Golda Meir of the Alignment formed the fourteenth government, also a national unity government, on 17 March 1969. The coalition partners were Gahal, the National Religious Party, the Independent Liberals, Progress and Development and Cooperation and Brotherhood.

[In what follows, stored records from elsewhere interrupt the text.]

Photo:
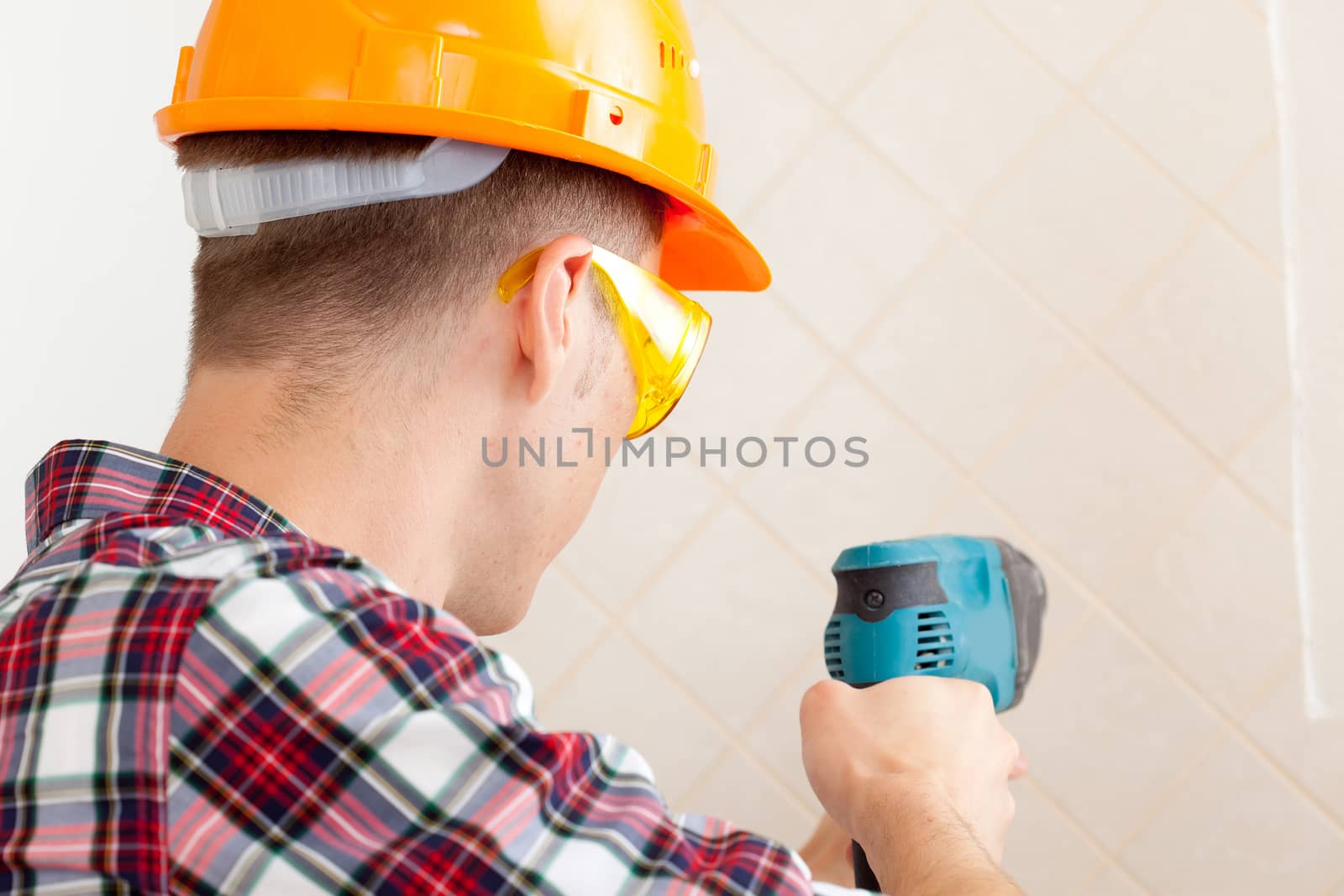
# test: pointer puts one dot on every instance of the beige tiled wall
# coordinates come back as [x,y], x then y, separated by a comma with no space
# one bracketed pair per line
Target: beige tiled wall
[1030,250]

In 1968 Rafi, Mapai and Ahdut HaAvoda merged into the Labor Party in 1968, although David Ben-Gurion (Rafi) became an independent. In 1969 the Labor Party formed an alliance with Mapam also named the Alignment. The new Alignment held 63 seats, the only time a single faction has ever held a majority in the Knesset. Other affiliation changes during the Knesset term included Yizhar Harari leaving the Independent Liberals to join the Alignment, four MKs breaking away from Gahal to establish the Free Centre and Progress and Development and Cooperation and Brotherhood merging to form Cooperation and Development (which then broke up into the two original parties, the Druze Party and Jewish-Arab Brotherhood, each with a single seat).